Na, das wird ja was werden! Wenn das Schule macht. In Pullach haben Stadtrat, Elternschaft, Schülervertretung und selbstredend auch das Kollegium dafür gestimmt und plädiert, dem dortigen Gymnasium den Namen Otfried Preußler zu entziehen, um ihm die aufregende Zuschreibung „städtisches“ zu geben.
Nach einer kaum verifizierbaren Angabe gibt es 22 Otfried- Preußler-Schulen in Germany. 22. Es können einige mehr sein. Außerdem gibt es jede Menge Otfried-Preußler-Straßen beziehungsweise O-P-Wege und Alleen. Hin und wieder sind solche Straßen in eine größer-flächige-Wortwahl eingebettet – etwa in Soltau: Da bilden Astrid-Lindgren-Weg, Erich-Kästner-Straße, Otfried-Preußler-Allee und Michael-Ende-Weg im Bebauungsplanes Nr. 47 eine Literaturgemeinde.
Ein Argument der Namen-Stürmer lautete: Was hat Pullach mit Otfried-Preußler zu tun? Von diesem Argument sollte nur mit äußerster Vorsicht Gebrauch gemacht werden. Denn sofort schießen Fragen ins Kraut: Was hatte Arnold von Wied mit Beuel zu tun? Johann Amos Comenius mit dem Pennenfeld? Und so weiter.
Ein weiteres Argument lautete, Preußler habe von Anfang an nicht zu Pullach und zur dortigen Schule gepasst. Heißt: Seit die dortige Schule vor zehn Jahren den Namen des Autors bekam, hat man mit dem Namen gefremdelt. Na ja, ist ebenso. Den Namen meiner Schule in Euskirchen, des Emil-Fischer-Gymnasiums fand ich auch nicht berauschend. Heinz-Flohe-Schule oder Carl-Perkins-Gymnasium hätten mir besser gefallen.

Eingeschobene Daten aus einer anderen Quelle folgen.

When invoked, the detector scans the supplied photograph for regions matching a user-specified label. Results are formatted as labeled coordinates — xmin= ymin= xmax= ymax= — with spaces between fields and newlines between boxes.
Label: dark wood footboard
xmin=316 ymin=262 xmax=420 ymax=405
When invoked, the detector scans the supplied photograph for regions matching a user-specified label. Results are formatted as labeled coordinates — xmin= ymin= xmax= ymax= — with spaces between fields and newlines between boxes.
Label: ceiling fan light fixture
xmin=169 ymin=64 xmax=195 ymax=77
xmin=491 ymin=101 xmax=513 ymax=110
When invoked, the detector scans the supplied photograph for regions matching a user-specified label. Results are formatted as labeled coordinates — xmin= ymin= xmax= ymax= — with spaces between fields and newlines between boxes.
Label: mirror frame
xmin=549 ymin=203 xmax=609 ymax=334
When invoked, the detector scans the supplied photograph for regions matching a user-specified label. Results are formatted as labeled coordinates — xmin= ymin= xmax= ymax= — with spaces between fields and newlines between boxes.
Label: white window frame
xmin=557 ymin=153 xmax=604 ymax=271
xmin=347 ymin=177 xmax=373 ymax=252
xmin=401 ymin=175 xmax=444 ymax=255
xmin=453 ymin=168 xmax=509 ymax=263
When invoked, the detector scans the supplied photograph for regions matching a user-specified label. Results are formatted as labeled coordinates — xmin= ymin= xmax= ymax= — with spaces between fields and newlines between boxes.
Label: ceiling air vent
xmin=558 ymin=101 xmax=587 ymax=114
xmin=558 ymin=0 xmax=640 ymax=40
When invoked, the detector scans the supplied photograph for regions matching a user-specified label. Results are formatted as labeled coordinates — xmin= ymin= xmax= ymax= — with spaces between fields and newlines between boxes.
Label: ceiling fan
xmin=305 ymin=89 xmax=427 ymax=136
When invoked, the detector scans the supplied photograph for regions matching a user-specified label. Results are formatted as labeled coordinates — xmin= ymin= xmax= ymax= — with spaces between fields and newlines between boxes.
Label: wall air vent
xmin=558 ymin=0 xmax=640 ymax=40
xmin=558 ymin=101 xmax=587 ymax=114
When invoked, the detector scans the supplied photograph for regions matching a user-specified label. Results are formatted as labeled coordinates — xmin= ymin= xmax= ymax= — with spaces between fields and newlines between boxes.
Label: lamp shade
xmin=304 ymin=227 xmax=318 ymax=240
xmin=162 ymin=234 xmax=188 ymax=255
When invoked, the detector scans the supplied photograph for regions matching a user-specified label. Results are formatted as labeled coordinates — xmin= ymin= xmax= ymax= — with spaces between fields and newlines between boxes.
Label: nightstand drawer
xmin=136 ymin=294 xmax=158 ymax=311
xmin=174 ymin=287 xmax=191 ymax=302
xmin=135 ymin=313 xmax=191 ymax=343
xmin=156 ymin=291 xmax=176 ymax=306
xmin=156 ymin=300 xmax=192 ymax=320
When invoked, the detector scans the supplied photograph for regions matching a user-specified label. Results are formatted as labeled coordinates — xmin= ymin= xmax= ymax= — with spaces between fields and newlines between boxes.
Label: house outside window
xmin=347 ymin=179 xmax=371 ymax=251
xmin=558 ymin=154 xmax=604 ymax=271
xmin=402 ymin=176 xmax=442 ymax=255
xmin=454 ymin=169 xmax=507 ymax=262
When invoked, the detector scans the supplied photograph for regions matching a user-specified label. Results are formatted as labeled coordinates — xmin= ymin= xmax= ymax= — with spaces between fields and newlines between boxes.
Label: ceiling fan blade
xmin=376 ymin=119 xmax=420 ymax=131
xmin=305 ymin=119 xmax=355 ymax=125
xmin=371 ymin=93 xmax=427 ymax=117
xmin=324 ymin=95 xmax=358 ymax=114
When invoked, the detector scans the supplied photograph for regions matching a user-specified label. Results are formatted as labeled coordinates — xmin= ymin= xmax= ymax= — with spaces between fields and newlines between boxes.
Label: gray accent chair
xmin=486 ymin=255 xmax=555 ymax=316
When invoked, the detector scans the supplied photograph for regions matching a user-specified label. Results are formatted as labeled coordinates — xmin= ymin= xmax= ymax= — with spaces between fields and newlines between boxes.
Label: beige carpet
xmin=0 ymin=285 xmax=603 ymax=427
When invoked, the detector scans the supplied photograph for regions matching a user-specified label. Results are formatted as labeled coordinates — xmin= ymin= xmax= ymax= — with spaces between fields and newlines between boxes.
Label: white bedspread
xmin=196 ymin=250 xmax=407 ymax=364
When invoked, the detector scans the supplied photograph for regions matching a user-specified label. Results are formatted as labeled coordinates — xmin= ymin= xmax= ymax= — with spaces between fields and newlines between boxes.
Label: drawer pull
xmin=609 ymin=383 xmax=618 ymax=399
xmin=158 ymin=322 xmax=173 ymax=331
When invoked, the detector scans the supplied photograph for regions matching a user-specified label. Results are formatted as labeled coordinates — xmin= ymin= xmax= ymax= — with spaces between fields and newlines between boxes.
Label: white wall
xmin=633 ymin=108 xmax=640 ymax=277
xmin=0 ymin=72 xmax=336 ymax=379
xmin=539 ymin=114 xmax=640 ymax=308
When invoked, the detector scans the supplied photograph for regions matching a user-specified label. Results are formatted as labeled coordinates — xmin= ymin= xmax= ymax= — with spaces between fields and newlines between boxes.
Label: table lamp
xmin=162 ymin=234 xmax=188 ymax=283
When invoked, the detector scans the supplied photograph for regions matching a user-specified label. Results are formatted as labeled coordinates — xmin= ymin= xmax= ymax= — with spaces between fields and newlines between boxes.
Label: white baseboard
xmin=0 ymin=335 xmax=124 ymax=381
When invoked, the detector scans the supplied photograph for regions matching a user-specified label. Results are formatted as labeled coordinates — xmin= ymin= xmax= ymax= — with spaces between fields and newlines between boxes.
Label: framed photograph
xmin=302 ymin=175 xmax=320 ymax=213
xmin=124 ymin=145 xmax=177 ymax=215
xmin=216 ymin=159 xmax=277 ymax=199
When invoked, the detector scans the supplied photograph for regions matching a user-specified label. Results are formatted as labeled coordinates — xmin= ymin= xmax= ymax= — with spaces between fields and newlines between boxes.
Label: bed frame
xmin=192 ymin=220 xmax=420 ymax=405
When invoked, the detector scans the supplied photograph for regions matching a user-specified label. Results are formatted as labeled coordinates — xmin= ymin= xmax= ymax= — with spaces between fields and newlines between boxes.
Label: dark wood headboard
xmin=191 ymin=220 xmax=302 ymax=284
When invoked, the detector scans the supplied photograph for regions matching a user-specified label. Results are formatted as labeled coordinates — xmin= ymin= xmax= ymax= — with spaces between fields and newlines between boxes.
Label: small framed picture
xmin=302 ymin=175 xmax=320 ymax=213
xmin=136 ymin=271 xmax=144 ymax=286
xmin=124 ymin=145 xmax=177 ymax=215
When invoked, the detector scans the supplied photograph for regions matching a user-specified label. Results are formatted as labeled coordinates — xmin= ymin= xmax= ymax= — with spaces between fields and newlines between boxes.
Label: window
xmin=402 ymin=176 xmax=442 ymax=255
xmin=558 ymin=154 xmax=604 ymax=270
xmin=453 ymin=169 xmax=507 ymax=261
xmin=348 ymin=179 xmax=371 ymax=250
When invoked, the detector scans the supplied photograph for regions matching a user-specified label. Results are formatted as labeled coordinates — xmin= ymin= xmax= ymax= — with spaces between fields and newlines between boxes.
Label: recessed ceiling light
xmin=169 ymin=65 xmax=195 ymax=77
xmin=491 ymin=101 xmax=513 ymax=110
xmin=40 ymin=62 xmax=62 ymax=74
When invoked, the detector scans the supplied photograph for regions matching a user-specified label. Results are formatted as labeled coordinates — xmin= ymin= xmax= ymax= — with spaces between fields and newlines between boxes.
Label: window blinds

Das hauptsächliche Argument in Pullach lautete: Preußler tauge nichts im ethisch-erzieherischen Sinn, weil er als junger Mensch eine Erzählung, einen Roman verfasst hat, der in der Blut-und-Boden-Ideologie des reichsdeutschen Nationalismus und der Nazis verhaftet sei. Und hinzutreten lassen die Namen-Stürmer aus Pullach die Behauptung, Magisches, gar Gewalt in Büchern für Kinder seien nicht akzeptabel. Davon enthielten Preußlers Kinderbücher jedoch eine ganze Menge.
Das ist zweifellos ernst zu nehmen. Wer die Gewaltfrage wirklich durchdekliniert, der kommt auf Kinderbücher bezogen über Eric Carles „Die kleine Raupe Nimmersatt“ nicht hinaus.
Die zweite Frage offen beredet: War Preußler ein junger Nazi? Unbestritten ist, dass Preußler in einem Elternhaus aufwuchs, in welchem sein Vater mit seinen völkisch-deutschen, auch antisemitischen und vor allem anti-tschechischen, Tschechen-feindlichen Vorstellungen dominierte. Sudetendeutsche Nazis haben im bürgerlichen Milieu – im Unterschied zur sudetendeutschen Arbeiterklasse – eine führende Rolle eingenommen. Dem hat er sich nicht entzogen, sondern auf seine expressive Weise mit Schreiben und dem bei vielen üblichen HJ- Verhalten reagiert.
Nach Krieg und Gefangenschaft gibt es nichts mehr, was an Preußlers HJ-Verhalten erinnert. Er hat seine Einstellungen als Heranwachsender freilich nicht thematisiert. Möglich ist, dass er sich sehr geschämt hat. Wir wissen es nicht.
Wie jede und jeder die literarisch etwas zu sagen haben, entzieht sich Preußler einer schlichten Bewertung. Was sich sagen lässt: Er hat Kinder ernst genommen und nicht als Dekoration für eigene Einfälle genutzt. Er hat sie in eigene Welten gesetzt, die sie gegen Einsprüche und Ablehnung und Feindseligkeit gewonnen haben. Immer wieder. Wie ernst er es aus eigener Erfahrung gemeint hat, wenn es um Kinder ging, erkennt man im von ihm geschaffenen Hilfswerk Aschau, einer großen und sehr namhaften orthopädischen Klinik für verletzte und behinderte Kinder.
Für Kinder, die es nicht leicht haben und hatten, ist Preußler wichtig. Das scheint nicht überall zu gelten.